POUR ÉCOUTER LA CHRONIQUE

Parti courir, no 34. 28 juin 2020.

Je suis parti courir. Pas le choix, je suis en train de lire une recommandation de mon neveu Pierre-Luc, « Autoportrait de l’auteur en coureur de fond ». Je vous laisse deviner de quoi ça parle. Si tu t’ouvres un sac de chip en lisant ça, tu files un peu cheap.

J’ai renoué au passage avec la clientèle du Mon repos. Le Mon repos, une combinaison bar-motel, est une institution à Chambly et même au-delà. Le Mon repos fait tellement vieillot qu’il a servi de décor pour quelques films, dans des scènes où on voulait reproduire le passé sans trop investir au présent. 

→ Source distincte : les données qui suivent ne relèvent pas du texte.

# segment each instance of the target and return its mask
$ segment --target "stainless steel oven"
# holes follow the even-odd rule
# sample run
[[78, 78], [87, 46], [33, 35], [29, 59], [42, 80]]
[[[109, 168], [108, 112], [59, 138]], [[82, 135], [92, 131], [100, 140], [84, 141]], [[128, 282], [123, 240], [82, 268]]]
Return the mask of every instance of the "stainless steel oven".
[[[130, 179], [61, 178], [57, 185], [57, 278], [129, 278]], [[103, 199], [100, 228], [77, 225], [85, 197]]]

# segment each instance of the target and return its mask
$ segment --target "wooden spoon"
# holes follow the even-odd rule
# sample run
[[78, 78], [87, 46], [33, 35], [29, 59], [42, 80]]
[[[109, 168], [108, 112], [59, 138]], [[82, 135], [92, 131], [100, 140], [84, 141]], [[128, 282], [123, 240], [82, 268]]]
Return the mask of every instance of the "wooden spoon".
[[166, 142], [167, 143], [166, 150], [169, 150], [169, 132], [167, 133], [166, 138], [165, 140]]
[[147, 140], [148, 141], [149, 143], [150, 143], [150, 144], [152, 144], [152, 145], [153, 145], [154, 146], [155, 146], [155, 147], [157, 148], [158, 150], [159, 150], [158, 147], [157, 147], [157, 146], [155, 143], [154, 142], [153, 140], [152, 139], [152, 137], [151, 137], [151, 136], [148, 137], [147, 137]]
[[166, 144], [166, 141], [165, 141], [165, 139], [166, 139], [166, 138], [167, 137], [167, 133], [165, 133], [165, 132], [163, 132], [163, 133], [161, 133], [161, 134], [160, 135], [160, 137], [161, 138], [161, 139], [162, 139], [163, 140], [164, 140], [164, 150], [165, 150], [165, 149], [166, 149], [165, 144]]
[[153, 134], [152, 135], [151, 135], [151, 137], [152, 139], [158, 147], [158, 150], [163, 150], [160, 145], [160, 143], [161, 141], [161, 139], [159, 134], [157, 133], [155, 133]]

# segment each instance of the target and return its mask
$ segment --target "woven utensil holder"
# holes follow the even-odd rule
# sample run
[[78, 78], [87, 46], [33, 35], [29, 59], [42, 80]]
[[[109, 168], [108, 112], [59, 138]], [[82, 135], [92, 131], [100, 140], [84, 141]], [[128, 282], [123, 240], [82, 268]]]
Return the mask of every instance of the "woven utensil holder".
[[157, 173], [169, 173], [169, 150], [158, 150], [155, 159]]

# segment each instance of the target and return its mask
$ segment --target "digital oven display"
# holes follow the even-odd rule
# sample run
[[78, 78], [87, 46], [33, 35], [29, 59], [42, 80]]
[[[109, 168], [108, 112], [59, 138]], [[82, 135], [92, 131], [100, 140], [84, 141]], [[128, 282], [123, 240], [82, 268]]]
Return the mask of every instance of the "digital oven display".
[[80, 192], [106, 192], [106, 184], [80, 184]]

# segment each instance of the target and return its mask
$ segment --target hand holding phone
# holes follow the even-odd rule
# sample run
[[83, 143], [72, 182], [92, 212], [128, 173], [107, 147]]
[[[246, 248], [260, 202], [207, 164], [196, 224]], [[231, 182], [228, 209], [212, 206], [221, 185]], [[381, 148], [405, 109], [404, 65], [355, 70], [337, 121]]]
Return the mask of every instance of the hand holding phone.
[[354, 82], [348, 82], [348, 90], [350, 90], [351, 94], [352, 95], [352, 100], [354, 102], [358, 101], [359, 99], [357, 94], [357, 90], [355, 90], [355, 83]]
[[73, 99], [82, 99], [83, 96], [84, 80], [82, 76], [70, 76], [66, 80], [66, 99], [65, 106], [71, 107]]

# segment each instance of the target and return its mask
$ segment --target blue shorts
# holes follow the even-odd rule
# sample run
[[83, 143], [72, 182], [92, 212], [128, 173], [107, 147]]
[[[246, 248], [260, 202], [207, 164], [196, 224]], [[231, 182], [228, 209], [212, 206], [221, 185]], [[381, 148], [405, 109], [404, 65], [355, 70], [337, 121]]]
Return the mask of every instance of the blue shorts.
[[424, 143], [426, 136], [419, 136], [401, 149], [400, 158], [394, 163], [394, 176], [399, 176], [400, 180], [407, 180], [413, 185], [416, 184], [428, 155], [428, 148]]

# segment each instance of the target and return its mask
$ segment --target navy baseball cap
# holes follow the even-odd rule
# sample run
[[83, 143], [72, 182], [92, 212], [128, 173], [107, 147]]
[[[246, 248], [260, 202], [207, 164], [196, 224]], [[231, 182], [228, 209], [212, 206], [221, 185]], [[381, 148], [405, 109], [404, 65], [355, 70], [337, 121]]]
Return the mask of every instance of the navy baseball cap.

Je n’étais pas là au moment où ça s’est produit mais j’ai l’impression que le docteur Arruda n’avait pas fini de prononcer la phrase « le déconfinement des bars » que la terrasse du Mon repos était déjà remplie. La clientèle habituelle. La cinquantaine et plus, pas mal de fumeurs qui font la rotation Table-Stationnement-Toilettes-Table-Une autre bière. Pratiquement que des hommes. 

À force d’y mettre des heures, depuis des années, ils avaient sûrement déjà réglé pas mal tous les dossiers en suspens sur la planète mais là, comme tout le monde, ils ont du retard à rattraper. 

Je me demandais en passant devant la terrasse… ils ont fait quoi, en mars, avril et mai? S’ils ont autant de choses à se dire maintenant, est-ce qu’ils avaient gardé le contact? 

Tenaient-ils une appel conférence régulièrement? 

Est-ce que quelqu’un avait pris un abonnement ZOOM Pro, pour que chacun chez lui, devant son écran avec sa petite frette, puisse dire si on doit échanger Shea Weber, augmenter le salaire minimum, refaire l’asphalte et permettre le port du voile au travail? 

S’étaient-ils créés un groupe Facebook Terrasse du Mon repos?

Chose certaine, la place et le groupe leur avait manqué. En plein après-midi de semaine la terrasse qui entoure le bar était remplie. Il m’est revenu à l’esprit le souvenir d’une de mes première courses, en mars. J’étais passé devant le Mon repos, vide, et j’avais aperçu une canette, vide aussi, dans la haie de cèdre qui longe le parking. 

Quand je suis repassé 15 minutes plus tard, il y avait un gars accoté après la haie, une autre bière en main. Le regard au large, accroché après sa canette comme un naufragé qui se tient après une bouée. Il attendait les secours. 

Je ne pense pas risquer grand-chose à parier qu’il faisait partie de la première vague de clients, hier.